# CalTrain's VRE Cars at C.S.R.M.



## tp49 (Jan 19, 2003)

While walking in Old Sacramento I spotted three of the single level cars CalTrain obtained from Virginia Railway Express on a consist including some of the museum specials. I know CalTrain is in the process of obtaining new Bombardier bi-level's for the "Baby Bullet" and that these cars were on the "Baseball Specials" when the Giants were in the World Series. But I was always under the impression they were going to be returned to VRE, but now I wonder if the California State Railroad Museum has obtained them for their collection.


----------



## Amfleet (Jan 20, 2003)

I'm suprised they have not been returned. I thought VRE was short on equipment. At one point (and this still may be) VRE had some leased cars from Seattles "Sounder" service.


----------



## AlanB (Jan 20, 2003)

Amfleet said:


> I'm suprised they have not been returned. I thought VRE was short on equipment. At one point (and this still may be) VRE had some leased cars from Seattles "Sounder" service.


VRE, is indeed still short on equipment and in fact are still leasing a Sounder set.


----------



## Superliner Diner (Jan 21, 2003)

Amfleet said:


> I'm suprised they have not been returned. I thought VRE was short on equipment. At one point (and this still may be) VRE had some leased cars from Seattles "Sounder" service.

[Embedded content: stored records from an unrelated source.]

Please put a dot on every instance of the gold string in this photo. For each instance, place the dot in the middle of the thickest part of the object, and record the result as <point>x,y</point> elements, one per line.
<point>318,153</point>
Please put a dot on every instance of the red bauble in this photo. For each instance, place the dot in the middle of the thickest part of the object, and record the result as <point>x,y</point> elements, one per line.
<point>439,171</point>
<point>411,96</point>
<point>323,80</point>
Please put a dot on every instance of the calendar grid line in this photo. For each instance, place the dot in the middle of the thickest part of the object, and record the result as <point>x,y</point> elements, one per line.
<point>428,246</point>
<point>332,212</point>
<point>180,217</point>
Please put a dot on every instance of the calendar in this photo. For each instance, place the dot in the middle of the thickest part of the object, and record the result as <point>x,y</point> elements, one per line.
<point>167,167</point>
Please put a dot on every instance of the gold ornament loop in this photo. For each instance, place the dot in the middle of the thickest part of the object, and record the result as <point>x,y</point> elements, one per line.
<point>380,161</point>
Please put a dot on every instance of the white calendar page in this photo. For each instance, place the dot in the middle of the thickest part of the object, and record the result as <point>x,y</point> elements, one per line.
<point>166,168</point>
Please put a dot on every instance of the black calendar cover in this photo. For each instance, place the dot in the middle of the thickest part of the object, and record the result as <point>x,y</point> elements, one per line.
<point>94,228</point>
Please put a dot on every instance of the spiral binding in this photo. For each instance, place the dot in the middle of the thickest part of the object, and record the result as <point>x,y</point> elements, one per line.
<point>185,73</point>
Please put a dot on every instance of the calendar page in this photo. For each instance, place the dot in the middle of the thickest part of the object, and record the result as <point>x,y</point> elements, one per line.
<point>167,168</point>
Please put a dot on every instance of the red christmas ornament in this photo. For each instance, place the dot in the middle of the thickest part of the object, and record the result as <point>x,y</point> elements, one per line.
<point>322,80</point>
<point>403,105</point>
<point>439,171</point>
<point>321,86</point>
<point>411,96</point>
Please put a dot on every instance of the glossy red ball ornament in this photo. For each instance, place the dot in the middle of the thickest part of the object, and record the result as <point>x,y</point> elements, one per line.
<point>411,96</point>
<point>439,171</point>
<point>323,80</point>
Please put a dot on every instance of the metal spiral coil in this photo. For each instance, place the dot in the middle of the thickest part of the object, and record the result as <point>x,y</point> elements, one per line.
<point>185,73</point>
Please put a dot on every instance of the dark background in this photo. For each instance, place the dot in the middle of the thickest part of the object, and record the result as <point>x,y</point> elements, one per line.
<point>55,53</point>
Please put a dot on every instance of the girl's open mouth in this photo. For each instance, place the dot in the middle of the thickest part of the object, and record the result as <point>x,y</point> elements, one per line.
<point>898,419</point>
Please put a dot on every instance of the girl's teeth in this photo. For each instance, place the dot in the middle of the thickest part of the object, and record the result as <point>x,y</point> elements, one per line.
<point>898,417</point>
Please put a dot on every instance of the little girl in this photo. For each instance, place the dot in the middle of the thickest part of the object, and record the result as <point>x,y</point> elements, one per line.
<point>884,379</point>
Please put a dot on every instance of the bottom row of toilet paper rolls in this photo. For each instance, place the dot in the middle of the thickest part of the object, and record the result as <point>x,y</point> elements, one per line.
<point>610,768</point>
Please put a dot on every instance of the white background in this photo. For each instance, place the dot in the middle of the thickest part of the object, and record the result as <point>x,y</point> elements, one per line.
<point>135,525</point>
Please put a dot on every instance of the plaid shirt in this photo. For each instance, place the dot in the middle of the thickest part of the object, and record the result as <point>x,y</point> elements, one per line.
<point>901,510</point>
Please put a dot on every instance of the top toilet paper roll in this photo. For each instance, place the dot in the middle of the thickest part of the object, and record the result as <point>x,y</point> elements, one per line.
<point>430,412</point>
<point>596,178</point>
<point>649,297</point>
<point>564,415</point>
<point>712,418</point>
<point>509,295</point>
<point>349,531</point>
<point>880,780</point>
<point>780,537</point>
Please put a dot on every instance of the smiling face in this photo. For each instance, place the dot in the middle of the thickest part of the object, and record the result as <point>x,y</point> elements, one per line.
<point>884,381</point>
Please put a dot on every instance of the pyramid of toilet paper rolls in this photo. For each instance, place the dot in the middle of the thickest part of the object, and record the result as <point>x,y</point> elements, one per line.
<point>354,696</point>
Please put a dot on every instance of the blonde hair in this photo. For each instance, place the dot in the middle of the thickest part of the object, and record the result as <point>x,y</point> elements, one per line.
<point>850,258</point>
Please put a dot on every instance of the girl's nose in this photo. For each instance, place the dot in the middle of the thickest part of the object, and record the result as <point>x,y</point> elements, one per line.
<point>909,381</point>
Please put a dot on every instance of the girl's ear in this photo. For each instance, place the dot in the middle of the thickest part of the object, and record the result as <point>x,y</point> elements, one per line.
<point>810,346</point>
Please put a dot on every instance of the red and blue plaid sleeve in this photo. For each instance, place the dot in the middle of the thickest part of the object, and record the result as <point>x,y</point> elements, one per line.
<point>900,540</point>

I rode on VRE's Sounder equipment (two different trainsets in fact) the end of this past December.


----------



## battalion51 (Jan 21, 2003)

Tri-Rail might have their new Cab Cars on the same order as VRE. I don't know if Tri-Rail plans on buying additional standard coaches or not.


----------



## Amfleet (Jan 21, 2003)

VRE is not buying any new cars at the moment I believe. They are just leasing them from Sounder.


----------